I need to stop watching YouTube. It’s not helping me. I spend way too much time there and it’s doing nothing to lead me closer to who/what I want to be.
I want to spend my time being impactful and watching YouTube doesn’t help with that.
I watch when I’m bored. I can’t even remember everything I’ve watched. I just jump from video to video to pass the time. It’s not helping me, or anybody else.
What I rather do with my time is figure out how I can be more impactful to journalers. I can spend that time being healthier. Walking, calling friends and family, cooking, cleaning, creating artwork, meditating…. Those hours can go to something that’s actually going to move me forward in some way
because all I want out of life is to keep on forwarding myself.
That, and perfectionism. I still struggle with this to a degree. It’s gotten a lot better, but I still have work to do.
I want and need to be more okay with my imperfection. I’ve come to peace with my imperfection, and I’m okay with being imperfect… Yet I feel the need to go back over my work and “improve”. I would like to shift my mindset from worrying about “improving” or “fixing” and move it to evolving.
Evolving gives whatever I create the right to be it’s imperfect self and I focus on how the next thing can be better.
My blog has been taking up a lot of space in my mind. Its my baby. It’s what I intend to make my life’s contribution to others. So, If I’m going to be out here supporting journalers and giving them encouragement to be imperfect, then I need to demonstrate that myself through giving something like my blog the space to be imperfect.
I’m very confident that I will evolve. I’m always evolving. I can see it when I read my old journals and look back at things I used to say and do. I’m a much more grounded, mature, and happy person now.
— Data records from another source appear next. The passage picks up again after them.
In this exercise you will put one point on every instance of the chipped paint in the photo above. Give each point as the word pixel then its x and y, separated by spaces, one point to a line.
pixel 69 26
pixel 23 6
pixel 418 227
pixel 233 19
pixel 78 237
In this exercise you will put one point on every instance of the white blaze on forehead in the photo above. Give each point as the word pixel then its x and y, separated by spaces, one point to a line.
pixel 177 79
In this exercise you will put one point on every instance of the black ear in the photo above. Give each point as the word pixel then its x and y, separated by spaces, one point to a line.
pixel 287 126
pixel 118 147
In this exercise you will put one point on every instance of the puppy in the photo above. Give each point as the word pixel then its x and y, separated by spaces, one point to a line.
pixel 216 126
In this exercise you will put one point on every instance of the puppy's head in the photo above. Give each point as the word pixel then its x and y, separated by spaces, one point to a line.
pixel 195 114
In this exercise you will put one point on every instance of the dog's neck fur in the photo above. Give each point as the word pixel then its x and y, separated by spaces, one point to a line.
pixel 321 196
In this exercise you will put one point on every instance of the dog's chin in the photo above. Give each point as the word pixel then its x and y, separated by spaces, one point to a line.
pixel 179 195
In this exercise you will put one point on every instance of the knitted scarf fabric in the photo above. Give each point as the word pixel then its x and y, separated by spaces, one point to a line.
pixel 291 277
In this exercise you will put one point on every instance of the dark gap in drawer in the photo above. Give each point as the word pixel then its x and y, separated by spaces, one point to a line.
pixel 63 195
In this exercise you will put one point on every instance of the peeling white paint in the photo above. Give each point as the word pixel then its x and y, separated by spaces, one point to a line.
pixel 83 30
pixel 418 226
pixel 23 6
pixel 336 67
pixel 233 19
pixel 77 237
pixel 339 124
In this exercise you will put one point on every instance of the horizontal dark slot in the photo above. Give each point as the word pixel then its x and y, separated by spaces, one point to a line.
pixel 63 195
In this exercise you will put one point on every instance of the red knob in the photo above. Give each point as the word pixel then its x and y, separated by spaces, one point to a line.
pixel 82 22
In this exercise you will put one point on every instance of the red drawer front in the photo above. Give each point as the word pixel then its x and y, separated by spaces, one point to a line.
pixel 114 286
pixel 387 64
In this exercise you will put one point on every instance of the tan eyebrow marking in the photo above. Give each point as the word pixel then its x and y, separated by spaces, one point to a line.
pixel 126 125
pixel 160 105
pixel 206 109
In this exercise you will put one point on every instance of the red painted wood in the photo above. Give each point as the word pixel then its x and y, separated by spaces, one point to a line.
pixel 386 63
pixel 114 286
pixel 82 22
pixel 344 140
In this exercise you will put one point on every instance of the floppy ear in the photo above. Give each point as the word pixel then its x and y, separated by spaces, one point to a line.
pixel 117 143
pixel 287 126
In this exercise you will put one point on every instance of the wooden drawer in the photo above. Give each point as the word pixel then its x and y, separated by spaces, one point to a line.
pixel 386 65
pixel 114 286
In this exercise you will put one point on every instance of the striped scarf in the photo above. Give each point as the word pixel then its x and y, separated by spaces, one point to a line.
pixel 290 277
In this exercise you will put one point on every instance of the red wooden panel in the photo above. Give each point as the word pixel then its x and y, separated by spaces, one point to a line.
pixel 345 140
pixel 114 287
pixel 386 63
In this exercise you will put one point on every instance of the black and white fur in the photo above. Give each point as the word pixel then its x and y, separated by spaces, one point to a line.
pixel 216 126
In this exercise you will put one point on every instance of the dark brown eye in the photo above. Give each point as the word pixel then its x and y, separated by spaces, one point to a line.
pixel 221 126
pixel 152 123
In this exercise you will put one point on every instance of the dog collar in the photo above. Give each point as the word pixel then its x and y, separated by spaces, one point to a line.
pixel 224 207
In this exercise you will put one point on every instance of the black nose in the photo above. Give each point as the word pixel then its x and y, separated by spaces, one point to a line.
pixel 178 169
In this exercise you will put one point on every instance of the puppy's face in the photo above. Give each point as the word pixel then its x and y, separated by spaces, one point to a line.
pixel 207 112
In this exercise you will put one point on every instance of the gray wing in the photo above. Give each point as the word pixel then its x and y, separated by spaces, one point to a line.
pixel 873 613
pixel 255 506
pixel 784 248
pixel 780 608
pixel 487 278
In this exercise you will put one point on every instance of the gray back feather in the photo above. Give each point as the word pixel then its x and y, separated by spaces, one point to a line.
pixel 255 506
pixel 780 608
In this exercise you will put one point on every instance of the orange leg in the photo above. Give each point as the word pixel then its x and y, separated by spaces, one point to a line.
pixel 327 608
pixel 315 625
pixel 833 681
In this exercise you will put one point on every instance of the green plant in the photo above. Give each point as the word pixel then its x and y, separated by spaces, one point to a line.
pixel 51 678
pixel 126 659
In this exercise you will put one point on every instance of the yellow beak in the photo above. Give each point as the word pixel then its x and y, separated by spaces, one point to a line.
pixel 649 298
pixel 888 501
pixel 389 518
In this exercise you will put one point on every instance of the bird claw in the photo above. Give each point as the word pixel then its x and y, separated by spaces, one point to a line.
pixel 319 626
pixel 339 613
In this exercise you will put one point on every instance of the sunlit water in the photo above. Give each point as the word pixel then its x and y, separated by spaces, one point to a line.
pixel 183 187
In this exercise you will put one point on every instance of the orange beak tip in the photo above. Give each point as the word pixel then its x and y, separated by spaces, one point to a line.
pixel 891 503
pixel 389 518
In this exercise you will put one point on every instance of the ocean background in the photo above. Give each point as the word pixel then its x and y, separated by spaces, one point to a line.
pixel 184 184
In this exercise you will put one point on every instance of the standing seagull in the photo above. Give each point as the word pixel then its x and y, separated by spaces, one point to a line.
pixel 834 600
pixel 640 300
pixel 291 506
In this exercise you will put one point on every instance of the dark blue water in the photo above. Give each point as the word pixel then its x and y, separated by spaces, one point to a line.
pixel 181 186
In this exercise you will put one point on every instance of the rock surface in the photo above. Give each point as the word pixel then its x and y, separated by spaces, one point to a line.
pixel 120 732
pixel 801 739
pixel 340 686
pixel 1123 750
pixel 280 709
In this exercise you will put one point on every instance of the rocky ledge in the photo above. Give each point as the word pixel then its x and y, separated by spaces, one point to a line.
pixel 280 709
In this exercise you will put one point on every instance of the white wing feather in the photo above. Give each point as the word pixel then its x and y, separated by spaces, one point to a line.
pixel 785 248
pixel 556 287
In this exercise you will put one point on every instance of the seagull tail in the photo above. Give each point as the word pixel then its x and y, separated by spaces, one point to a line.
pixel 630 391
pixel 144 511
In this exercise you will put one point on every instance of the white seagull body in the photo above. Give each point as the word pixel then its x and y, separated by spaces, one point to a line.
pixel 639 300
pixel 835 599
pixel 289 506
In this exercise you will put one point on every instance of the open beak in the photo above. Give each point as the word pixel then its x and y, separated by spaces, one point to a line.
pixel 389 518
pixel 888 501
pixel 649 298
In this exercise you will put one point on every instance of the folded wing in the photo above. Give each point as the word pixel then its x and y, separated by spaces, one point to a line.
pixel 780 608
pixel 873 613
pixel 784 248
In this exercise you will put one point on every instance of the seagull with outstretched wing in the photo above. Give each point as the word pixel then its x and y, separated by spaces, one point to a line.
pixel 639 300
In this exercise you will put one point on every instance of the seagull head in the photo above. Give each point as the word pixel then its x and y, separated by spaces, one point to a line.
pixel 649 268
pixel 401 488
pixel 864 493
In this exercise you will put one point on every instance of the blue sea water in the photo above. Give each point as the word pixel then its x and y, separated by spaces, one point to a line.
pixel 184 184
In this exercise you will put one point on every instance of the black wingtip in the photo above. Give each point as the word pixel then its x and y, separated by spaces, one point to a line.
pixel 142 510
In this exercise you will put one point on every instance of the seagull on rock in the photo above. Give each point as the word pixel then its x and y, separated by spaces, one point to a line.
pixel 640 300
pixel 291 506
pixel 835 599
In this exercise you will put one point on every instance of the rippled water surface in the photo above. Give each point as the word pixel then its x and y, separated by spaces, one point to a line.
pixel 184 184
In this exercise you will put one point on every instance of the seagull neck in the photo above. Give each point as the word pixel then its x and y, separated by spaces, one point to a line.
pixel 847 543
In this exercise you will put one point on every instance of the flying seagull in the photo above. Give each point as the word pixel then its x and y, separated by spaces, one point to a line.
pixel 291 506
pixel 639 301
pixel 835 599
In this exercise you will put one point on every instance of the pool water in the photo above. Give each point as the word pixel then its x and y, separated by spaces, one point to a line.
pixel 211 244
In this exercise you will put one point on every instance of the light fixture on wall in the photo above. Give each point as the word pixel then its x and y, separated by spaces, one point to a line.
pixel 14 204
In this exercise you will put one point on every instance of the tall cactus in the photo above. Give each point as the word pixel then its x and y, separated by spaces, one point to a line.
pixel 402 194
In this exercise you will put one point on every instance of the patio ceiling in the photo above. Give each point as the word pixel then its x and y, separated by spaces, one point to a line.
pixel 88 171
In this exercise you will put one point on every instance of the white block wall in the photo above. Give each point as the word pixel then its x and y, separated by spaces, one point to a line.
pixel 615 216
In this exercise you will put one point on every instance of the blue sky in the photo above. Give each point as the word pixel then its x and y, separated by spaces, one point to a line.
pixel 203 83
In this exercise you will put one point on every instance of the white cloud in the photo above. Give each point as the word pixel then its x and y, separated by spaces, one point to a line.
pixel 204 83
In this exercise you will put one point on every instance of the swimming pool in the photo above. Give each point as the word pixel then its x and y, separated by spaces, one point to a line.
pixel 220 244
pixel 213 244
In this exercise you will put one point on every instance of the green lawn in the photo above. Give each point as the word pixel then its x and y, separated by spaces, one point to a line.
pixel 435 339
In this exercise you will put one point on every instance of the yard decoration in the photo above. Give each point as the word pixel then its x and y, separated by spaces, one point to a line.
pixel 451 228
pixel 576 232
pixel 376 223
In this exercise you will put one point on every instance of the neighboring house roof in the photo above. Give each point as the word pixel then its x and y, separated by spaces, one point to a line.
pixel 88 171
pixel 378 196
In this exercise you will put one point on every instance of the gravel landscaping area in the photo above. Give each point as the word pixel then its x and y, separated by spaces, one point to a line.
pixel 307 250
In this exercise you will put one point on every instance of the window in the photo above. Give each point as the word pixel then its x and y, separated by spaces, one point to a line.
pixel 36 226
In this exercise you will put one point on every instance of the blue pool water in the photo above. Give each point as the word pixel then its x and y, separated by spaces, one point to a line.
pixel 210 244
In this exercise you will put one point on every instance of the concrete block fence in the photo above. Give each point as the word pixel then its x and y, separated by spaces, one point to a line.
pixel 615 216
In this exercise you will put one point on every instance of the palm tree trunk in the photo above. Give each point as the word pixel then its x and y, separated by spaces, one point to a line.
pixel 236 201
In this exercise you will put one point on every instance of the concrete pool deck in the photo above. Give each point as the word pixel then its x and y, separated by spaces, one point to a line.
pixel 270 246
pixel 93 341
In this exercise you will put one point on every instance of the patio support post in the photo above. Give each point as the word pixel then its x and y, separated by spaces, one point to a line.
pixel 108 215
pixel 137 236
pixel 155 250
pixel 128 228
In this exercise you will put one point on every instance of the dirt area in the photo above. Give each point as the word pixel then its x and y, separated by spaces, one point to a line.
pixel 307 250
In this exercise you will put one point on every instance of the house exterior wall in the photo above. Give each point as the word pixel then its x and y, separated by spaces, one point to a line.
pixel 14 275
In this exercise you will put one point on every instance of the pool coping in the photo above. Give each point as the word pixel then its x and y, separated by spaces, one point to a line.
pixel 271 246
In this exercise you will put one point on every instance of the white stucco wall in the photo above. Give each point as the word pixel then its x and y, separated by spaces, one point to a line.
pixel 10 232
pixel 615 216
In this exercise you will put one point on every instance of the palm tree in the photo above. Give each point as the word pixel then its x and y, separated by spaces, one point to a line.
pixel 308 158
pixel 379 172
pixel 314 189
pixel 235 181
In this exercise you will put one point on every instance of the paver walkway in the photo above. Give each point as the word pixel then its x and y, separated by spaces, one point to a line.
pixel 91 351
I’m 200% sure, I will only continue to evolve.
I also need to let go of anxiety. At this point, I feel I have a strong enough understanding of my anxiety to have power over it. I just need to remember to check my thoughts, meditate, slow down, and really watch my emotions shift so I can catch and redirect myself.
Worrying has never helped me.
Playing 12 scenarios in my head has never helped me. How can the habit be broken? Not too sure. I’ll continue to keep imaging and building a positive future, sticking to my walks, and I’ll go from there.